Stock climb on US-Iran peace deal; semiconductors rally

This morning, President Trump and Iranian President Masoud Pezeshkian signed a memorandum of understanding aimed at ending the war.

markets

Intel surges after Trump announces US chip deal with Apple

Intel is soaring in early trading after President Donald Trump posted on Truth Social that Apple has agreed to work with the semiconductor giant to design and manufacture its chips domestically.

President Trump positioned the agreement as the latest victory for his administration’s industrial policy after the federal government acquired a 9.9% equity stake in Intel last year.

"Stupid Presidents took our Economy for granted, and let Taiwan and others steal our Semiconductor Factories," Trump wrote in the post. "We design everything, but we need to BUILD it here, NOW! So I decided to help Intel because we need to design and build our Chips right here in America... and, finally, Apple has agreed to work with Intel to design and build its Chips in America."

Intel reportedly reached a preliminary agreement back in May to manufacture chips for the Apple, which has been facing supply constraints for its iPhone as well other products. The deal could help Apple reduce its reliance on longtime partner TSMC by bringing more of its chip manufacturing stateside.

"This partnership helps Apple with chip development and manufacturing on US soil with greater focus on reducing dependence on Asian manufacturing facilities." Wedbush's Dan Ives commented in a company report. He has a $400 price target for Apple this year.

The timing aligns with Intel's technical roadmap. Earlier this week, Intel confirmed that its advanced, performance-boosted 18A-P process node officially entered its risk production phase. This move serves as a blueprint for both Intel chips and processors the company plans to build for foundry customers.

“The current capacity crunch is probably emboldening customers to give Intel a harder look at this stage than perhaps they might ordinarily be inclined to do as the prospect of more advanced capacity will take on higher value in a constrained environment,” wrote Bernstein analyst Stacy Rasgon. “We are sure that Trump’s encouragement is at least not going to hurt though.”

Momentum was built around Intel Foundry services as surging global AI demand continuously outpaced capacity. Earlier this month, Google reportedly placed an order with Intel to manufacture more than 3 million of its increasingly popular tensor processing unit chips in 2028. According to the report, Nvidia is also testing to see if Intel could manufacture its next-gen Feynman chips.

markets

Stocks rise after US, Iran sign peace plan

Stocks rose Thursday morning after President Trump and Iranian President Masoud Pezeshkian signed a memorandum of understanding aimed at ending the war, in another sign that a months-long war that caused energy prices to spike could be coming to an end.

Trump signed the MOU before a dinner in Versailles, France on Wednesday evening. The president previously announced that a deal had been reached on Sunday evening, saying that traffic through the Strait of Hormuz would resume and that the US naval blockade would be lifted.

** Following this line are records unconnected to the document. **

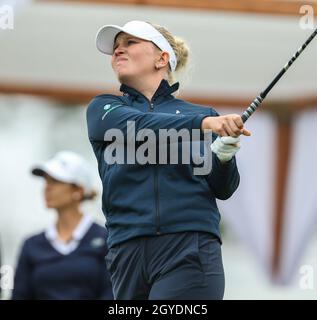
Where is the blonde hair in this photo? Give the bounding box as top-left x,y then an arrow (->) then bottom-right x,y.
149,23 -> 189,84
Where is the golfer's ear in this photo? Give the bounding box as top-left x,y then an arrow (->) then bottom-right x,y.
156,51 -> 170,68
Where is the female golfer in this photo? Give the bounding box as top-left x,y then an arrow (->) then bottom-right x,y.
12,151 -> 113,300
87,21 -> 250,299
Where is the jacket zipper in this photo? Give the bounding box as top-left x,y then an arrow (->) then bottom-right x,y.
149,101 -> 161,235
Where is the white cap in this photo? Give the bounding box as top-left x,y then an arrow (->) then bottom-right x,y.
32,151 -> 93,195
96,20 -> 177,71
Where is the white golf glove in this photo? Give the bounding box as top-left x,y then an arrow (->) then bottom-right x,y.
210,137 -> 240,162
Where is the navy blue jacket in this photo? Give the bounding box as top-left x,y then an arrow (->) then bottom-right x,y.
87,80 -> 240,247
12,223 -> 113,300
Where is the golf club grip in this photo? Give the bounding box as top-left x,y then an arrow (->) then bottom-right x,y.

The deal comes after both sides exchanged attacks last week, escalating tensions to some of the highest levels since the US and Israel struck Iran in late February.

The price of Brent Crude ticked even lower after dropping on Sunday, sitting at about $76 a barrel. Oil giants like Shell, Chevron and Exxon fell on the news, as average gas prices in the US dropped below $4 for the first time in months.

Futures for the S&P 500 and Nasdaq Composite rose 0.9% and 1.5%, respectively. Last week, inflation readings for May showed both wholesale inflation and consumer prices rose in large part because of higher energy costs.

Signs of the peace deal have also lead to buying of momentum stocks this week. iShares MSCI USA Momentum Factor ETFrose another 1.46% in premarket trading.